フタバサウルスの基本データ
学名(属名) | Futabasaurus |
和名 | フタバスズキリュウ |
名前の意味 | 双葉層(発見された地層の名称)のトカゲ |
分類 | 首長竜目・プレシオサウルス上科・エラスモサウルス科 |
全長 | 約7m |
食性 | 肉食(魚食) |
生息時期 | 白亜紀後期(約8000万年前) |
下分類・種名 | Futabasaurus suzukii |
論文記載年 | 2006 |
特徴:日本初のユニークな首長竜
フタバサウルスは、白亜紀後期の日本近海に生息した、エラスモサウルス科の首長竜です。全長約7mと推定されています。その骨格には、他の首長竜には見られない、いくつかの特徴があります。
- 離れた眼窩:左右の眼窩(目の穴)の間隔が非常に広い。
- 長い上腕骨と大腿骨:胸ビレの上腕骨と、後ビレの大腿骨の間に、長い骨(橈骨と脛骨)が接している。

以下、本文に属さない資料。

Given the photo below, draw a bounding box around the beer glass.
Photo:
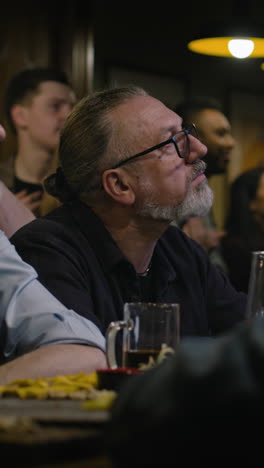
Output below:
[106,302,180,369]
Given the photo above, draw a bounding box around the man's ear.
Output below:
[102,169,135,205]
[11,105,29,130]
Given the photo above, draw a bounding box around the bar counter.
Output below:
[0,398,111,467]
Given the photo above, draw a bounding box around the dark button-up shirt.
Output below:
[10,200,247,339]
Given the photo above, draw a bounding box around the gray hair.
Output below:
[44,85,148,204]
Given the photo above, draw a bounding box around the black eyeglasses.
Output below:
[111,123,198,169]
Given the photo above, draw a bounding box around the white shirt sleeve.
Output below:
[0,231,105,362]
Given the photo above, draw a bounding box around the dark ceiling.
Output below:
[1,0,263,97]
[94,0,264,95]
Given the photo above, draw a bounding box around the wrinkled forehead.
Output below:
[111,95,180,140]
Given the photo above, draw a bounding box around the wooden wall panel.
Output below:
[0,3,94,163]
[0,7,55,162]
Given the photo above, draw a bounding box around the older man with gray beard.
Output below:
[10,86,246,375]
[136,158,213,222]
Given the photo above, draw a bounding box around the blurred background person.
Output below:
[0,67,76,216]
[0,123,35,237]
[173,97,235,274]
[222,167,264,293]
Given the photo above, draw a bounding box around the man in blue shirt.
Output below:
[0,229,106,383]
[0,124,106,383]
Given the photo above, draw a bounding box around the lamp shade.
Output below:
[188,23,264,58]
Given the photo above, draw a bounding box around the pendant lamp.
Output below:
[188,2,264,59]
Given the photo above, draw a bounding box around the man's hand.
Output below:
[15,190,42,212]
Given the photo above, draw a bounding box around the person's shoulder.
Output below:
[10,204,69,242]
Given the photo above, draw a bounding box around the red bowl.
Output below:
[96,367,143,392]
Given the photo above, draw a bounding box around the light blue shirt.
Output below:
[0,231,105,363]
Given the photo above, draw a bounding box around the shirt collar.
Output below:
[68,200,177,281]
[68,200,129,274]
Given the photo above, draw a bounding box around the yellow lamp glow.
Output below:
[188,37,264,58]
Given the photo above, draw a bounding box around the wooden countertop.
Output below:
[0,398,111,467]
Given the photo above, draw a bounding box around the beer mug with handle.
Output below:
[106,302,180,369]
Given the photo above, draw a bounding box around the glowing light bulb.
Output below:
[228,39,255,58]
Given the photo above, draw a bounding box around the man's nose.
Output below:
[188,136,208,162]
[226,134,235,149]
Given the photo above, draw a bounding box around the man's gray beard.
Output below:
[135,179,214,224]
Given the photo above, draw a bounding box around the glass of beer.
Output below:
[106,302,180,369]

- 短い頸椎:エラスモサウルス科としては、首の骨(頸椎)の一つ一つが比較的短い。
これらの固有の特徴が、フタバサウルスが世界でも他に類を見ない、新属新種の首長竜であることを証明する決め手となりました。
サメの襲撃:化石に残された事件の痕跡

発見されたフタバサウルスの化石の周りからは、80本以上ものサメの歯が見つかりました。これらの歯は、当時の海に生息していたクレトラムナ(Cretalamna)やスクアリコラックス(Squalicorax)といった種類のサメのものと特定されています。フタバサウルスの骨には、これらのサメに噛まれたと思われる傷跡も残っていました。
これが、生きたフタバサウルスがサメの群れに襲われたのか、あるいは死後にその亡骸を食べられたのかは定かではありませんが、当時の日本の海で繰り広げられた厳しい生存競争の様子を、生々しく今に伝えています。

フタバサウルスの発見と学名

フタバサウルスは、和名:フタバスズキリュウ(双葉鈴木竜)として日本で最も有名な首長竜です。その発見は、一人の高校生の情熱から始まりました。

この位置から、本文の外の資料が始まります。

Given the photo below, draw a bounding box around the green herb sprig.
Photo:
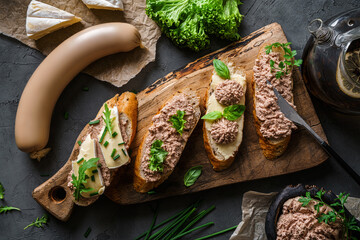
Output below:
[24,214,48,230]
[213,59,230,79]
[298,191,360,238]
[0,182,4,199]
[0,206,21,214]
[102,103,114,138]
[202,104,245,121]
[169,110,187,135]
[71,158,99,201]
[149,140,168,172]
[265,42,303,79]
[184,166,203,187]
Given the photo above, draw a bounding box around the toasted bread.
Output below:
[68,92,137,206]
[203,60,247,171]
[252,44,294,160]
[133,91,201,193]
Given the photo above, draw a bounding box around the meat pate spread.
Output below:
[253,51,296,139]
[210,118,239,144]
[277,197,342,240]
[141,93,198,182]
[215,80,244,106]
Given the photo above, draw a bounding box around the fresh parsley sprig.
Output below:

1968年、当時高校2年生だった鈴木直(すずきただし)さんが、福島県いわき市の自宅近くを流れる大久川の河岸で、サメの歯の化石を探している最中に、見慣れない巨大な骨を発見しました。これが、日本で初めてほぼ全身が揃った首長竜の化石の発見の瞬間でした。

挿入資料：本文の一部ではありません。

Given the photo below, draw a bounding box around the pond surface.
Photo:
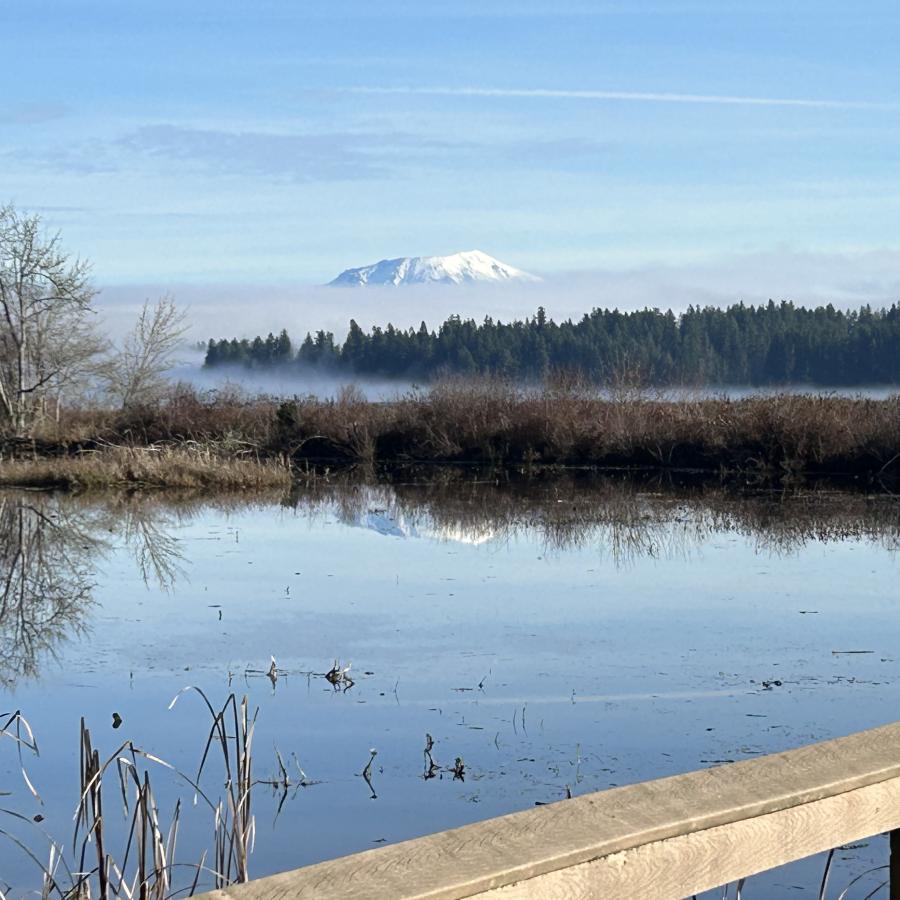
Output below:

この発見は日本の古生物学界に大きな衝撃を与えましたが、比較できる良い標本がなかったため、長らく新種として断定できずにいました。しかし、38年という長い年月を経た2006年、ついに新属新種であることが認められ、発見地の「双葉層群」と発見者の「鈴木さん」に敬意を表して、Futabasaurus suzukii(フタバサウルス・スズキイ)という学名が与えられたのです。
もう一体の「フタバサウルス」?
実は、首長竜にこの名前が正式に付けられる前、福島県で発見された別の恐竜(獣脚類)に対して、日本の研究者が非公式に「フタバサウルス」という愛称を使っていました。しかし、この獣脚類は正式な学名として記載されることはなく、2006年に首長竜がFutabasaurus suzukiiとして記載されたことで、この名前は晴れて首長竜「フタバスズキリュウ」のものとなりました。